Transmeta's not the only chipmaker with codemorphing software. IBM Research is developing its own way to ensure VLIW chip compatability
Written by Mary Jo Foley, Senior Contributing Editor

There's more than one way to guarantee software compatibility between X86-based software and very long instruction word processors.

Transmeta -- which made its codemorphing software the centrepiece of its low-power chips -- has developed one approach to insuring compatibility. IBM Research, with its Dynamically Architected Instruction Set from Yorktown (DAISY) translator, is building another.

Last month, the very long instruction word (VLIW) project at IBM's TJ Watson Research Centre released DAISY into open source, under the IBM open source licence. The DAISY dynamic compiler work is an offshoot of IBM'S VLIW initiative, which began in 1986.

For its part, Transmeta has said it plans to release an updated version of its codemorphing software in the first quarter of 2001.

Transmeta's codemorphing software is designed to provide software compatibility between existing Intel X86-based software applications and its own Crusoe instruction set, which provides for parallel processing and, therefore, higher performance. Transmeta claims that the code-morphing software "continuously learns about and re-optimises software applications a user is running to improve power usage and performance".

By providing that compatibility in software, rather than hardware, Transmeta says Crusoe can rely on a simpler hardware design that has been optimised for lower power consumption. Transmeta has trademarked the term "codemorphing".

IBM Research's DAISY also is aimed at providing compatibility between X86 software and IBM's VLIW processors. But, according to IBM, DAISY also will provide compatibility between PowerPC, S/390, IBM's Java Virtual Machine and VLIW, and "other novel [instruction-level parallelism] ILP architectures".

Calls to both IBM and Transmeta, requesting comment on how their VLIW-translation strategies differ, were not returned prior to publication.

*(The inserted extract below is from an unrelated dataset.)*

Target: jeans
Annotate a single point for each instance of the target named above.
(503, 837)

But one commentator, posting on the open source enthusiast site Slashdot.org, attempted to explain the differences this way: "According to their white paper, Transmeta uses dynamic binary translation to convert x86 code into code for Transmeta's internal architecture. This is similar in concept to the current version of DAISY which converts PowerPC code into code for an underlying DAISY VLIW machine."

The poster, Scott Dier, continued: "DAISY was developed at IBM independently of Transmeta. The DAISY research project focuses less on low power and more on achieving instruction level parallelism in a server environment and on convergence of different architectures on a common microprocessor core. A more detailed comparison of the DAISY and Transmeta approaches will be possible after Transmeta publishes their techniques in more detail."